August 26th, 2009 19:50 EST
Aspirin Therapy: Is It The Right Choice?
Aspirin is a white, crystalline compound, which is derived from salicylic acid, and is commonly used in tablet form to relieve pain and reduce fever and inflammation. It is also called acetylsalicylic acid. This popular tablet earned the moniker "wonder drug" because of its numerous benefits, especially for people with coronary artery disease, stroke, and transient ischemic attack (a temporary interruption of blood flow to the brain), which often serves as a warning for an imminent stroke.To help lower the risk of heart attack or stroke, doctors recommend the taking of low-dose aspirin (81mg) every day for patients with the following experiences and conditions:
Doctors recommend the daily usage of aspirin to their patients, elucidating that this therapy can help lower the risk of heart attack and stroke. According to medical experts, aspirin interferes with the person`s blood`s clotting action during a heart attack or stroke; thus preventing the devastating effects of these fatal conditions by reducing the clumping action of blood platelets. Besides the drug`s effectiveness against heart attack and stroke, aspirin is also reported to boost the survival rate of people with colon cancer, as published in the Journal of the American Medical Association.
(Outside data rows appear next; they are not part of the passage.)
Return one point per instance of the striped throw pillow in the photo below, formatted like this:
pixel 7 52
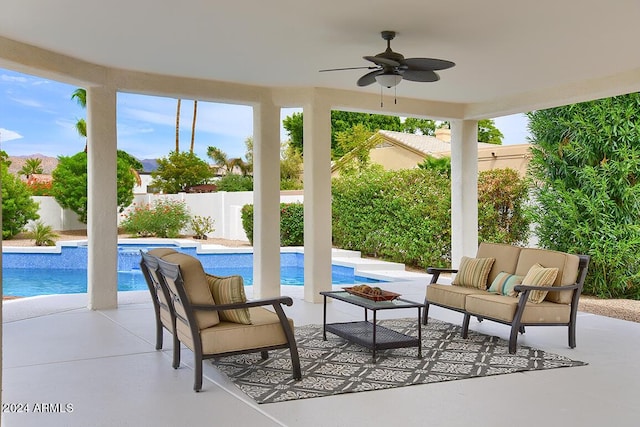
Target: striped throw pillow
pixel 504 283
pixel 473 272
pixel 229 290
pixel 539 276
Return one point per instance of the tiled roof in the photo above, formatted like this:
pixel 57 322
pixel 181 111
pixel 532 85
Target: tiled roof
pixel 422 143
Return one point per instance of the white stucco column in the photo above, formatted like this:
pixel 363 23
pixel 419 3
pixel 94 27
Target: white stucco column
pixel 464 189
pixel 102 211
pixel 266 200
pixel 317 200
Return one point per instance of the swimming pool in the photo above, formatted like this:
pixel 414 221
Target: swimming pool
pixel 30 274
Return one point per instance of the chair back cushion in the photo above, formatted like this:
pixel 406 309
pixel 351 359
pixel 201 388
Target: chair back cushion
pixel 229 290
pixel 567 265
pixel 196 287
pixel 473 272
pixel 506 258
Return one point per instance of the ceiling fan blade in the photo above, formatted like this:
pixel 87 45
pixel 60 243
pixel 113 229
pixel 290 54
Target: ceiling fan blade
pixel 428 64
pixel 420 75
pixel 369 78
pixel 382 61
pixel 349 68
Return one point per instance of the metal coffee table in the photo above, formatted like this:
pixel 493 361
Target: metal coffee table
pixel 370 334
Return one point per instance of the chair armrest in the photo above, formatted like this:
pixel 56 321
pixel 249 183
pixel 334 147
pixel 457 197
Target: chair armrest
pixel 520 288
pixel 248 304
pixel 436 271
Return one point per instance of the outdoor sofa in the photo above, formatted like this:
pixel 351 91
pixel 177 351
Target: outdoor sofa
pixel 515 286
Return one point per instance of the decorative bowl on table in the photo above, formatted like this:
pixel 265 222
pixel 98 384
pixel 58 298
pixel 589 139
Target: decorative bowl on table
pixel 373 293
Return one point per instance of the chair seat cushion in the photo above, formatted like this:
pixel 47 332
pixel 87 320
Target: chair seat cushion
pixel 264 331
pixel 450 295
pixel 504 308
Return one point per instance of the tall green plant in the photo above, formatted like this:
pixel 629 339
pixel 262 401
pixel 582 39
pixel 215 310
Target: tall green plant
pixel 70 184
pixel 17 205
pixel 586 166
pixel 179 171
pixel 402 216
pixel 291 223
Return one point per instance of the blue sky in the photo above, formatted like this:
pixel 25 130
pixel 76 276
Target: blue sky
pixel 37 115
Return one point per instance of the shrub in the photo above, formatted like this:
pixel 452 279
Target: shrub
pixel 502 214
pixel 246 213
pixel 17 205
pixel 179 171
pixel 42 234
pixel 586 169
pixel 70 184
pixel 291 223
pixel 39 188
pixel 232 182
pixel 201 226
pixel 402 216
pixel 163 218
pixel 405 216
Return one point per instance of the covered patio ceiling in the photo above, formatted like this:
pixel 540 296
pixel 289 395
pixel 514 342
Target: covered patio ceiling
pixel 511 56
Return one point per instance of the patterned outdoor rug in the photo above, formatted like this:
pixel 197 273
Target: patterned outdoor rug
pixel 335 366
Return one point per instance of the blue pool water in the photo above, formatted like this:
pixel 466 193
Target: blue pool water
pixel 65 273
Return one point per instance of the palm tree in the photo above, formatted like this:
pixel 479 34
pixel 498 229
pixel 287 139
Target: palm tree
pixel 80 96
pixel 178 126
pixel 31 166
pixel 224 164
pixel 193 125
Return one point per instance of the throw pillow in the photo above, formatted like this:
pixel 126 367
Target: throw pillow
pixel 539 276
pixel 473 272
pixel 504 283
pixel 229 290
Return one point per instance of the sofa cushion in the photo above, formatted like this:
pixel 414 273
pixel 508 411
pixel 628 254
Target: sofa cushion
pixel 539 276
pixel 506 258
pixel 161 252
pixel 196 287
pixel 473 272
pixel 229 290
pixel 504 308
pixel 450 296
pixel 265 331
pixel 567 265
pixel 504 284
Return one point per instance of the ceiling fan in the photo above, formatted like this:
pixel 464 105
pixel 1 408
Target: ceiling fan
pixel 391 67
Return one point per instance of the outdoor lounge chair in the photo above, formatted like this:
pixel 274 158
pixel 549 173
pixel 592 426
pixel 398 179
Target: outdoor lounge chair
pixel 160 297
pixel 211 329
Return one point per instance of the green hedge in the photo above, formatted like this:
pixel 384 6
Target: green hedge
pixel 291 223
pixel 402 216
pixel 405 216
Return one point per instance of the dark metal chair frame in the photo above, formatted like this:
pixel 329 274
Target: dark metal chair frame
pixel 161 298
pixel 517 326
pixel 171 273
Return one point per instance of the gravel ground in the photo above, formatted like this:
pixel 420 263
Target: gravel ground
pixel 618 308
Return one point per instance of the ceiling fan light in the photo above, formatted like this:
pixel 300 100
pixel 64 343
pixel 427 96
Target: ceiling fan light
pixel 388 79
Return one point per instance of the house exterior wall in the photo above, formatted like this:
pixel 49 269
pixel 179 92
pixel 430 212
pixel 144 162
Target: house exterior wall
pixel 505 156
pixel 395 158
pixel 223 207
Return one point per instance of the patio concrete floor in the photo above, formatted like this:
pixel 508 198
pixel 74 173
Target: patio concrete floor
pixel 104 364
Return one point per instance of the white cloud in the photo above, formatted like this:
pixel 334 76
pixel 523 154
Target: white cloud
pixel 8 135
pixel 28 102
In this study, researchers from Massachusetts General Hospital, Dana-Farber Cancer Institute, and Brigham and Women`s Hospital collectively analyzed the link between aspirin use and survival among 1,279 adults with stage I, II, or III nonmetastatic colorectal cancer, or cancer that had not spread to distant areas. Participants enrolled in the 1980s prior to their cancer diagnosis and agreed to provide updates to the researchers concerning their health conditions. In June 2008, researchers discovered that study participants who reported aspirin use after being diagnosed with colorectal cancer had a 29% lower risk of colorectal cancer death and a 21% lower risk of overall death, compared to non-aspirin users.
- After a heart attack, to prevent another one.
- By people who have coronary artery disease.
- By people with stable angina.
- By people with unstable angina.
- After bypass surgery or angioplasty.
- By people who have had a stroke or transient ischemic attack (TIA).
- After surgery to prevent a stroke (carotid endarterectomy).
- By healthy men over age 40 who have one or more risk factors for heart disease, as long as their blood pressure is controlled and the benefits of aspirin are greater than the risks.
- By healthy women over age 65, or women under 65 who have one or more risk factors for heart disease as long as their blood pressure is controlled and the benefits of aspirin are greater than the risks.
Although aspirin offers many benefits, it is not right for everyone. Aspirin`s anti-clotting action can cause unwanted side effects such as stomach bleeding and bleeding in the brain. People with stomach ulcers, a history of gastrointestinal bleeding, blood-clotting disorders, uncontrolled high blood pressure, and liver or kidney disease may need to avoid aspirin. Aspirin should not be taken by people who are at risk for or who have had a hemorrhagic stroke, which is a type of stroke that is not caused by a blood clot but rather by bleeding into and around the brain. People who are sensitive to aspirin should not take it because it can trigger asthma attacks. It is important to consult with your doctor before taking aspirin if you`re already taking prescribed blood thinners, such as Coumadin, because the combined effect of these two drugs could result in bleeding problems.
Recent studies also show that aspirin therapy does not help patients with peripheral artery disease (PAD). Study co-author William R. Hiatt, MD, of the University of Colorado, Denver, stated that "there is no compelling reason to prescribe aspirin" to patients who do not have documented coronary artery disease. He added that it is far from clear if the benefits of aspirin outweigh the risks in the roughly 4 million to 6 million patients with PAD. Cardiologist and study co-author Mori J. Krantz, MD, of the Colorado Prevention Center, expressed that a large, randomized study is needed to fully understand the risks versus benefits of aspirin therapy in patients with PAD. "The benefits of aspirin therapy in coronary artery disease are unequivocal, but we can`t say the same for patients with peripheral artery disease," he said. "In this era of evidence-based medicine, we owe it to ourselves to adequately study this drug regimen in this population."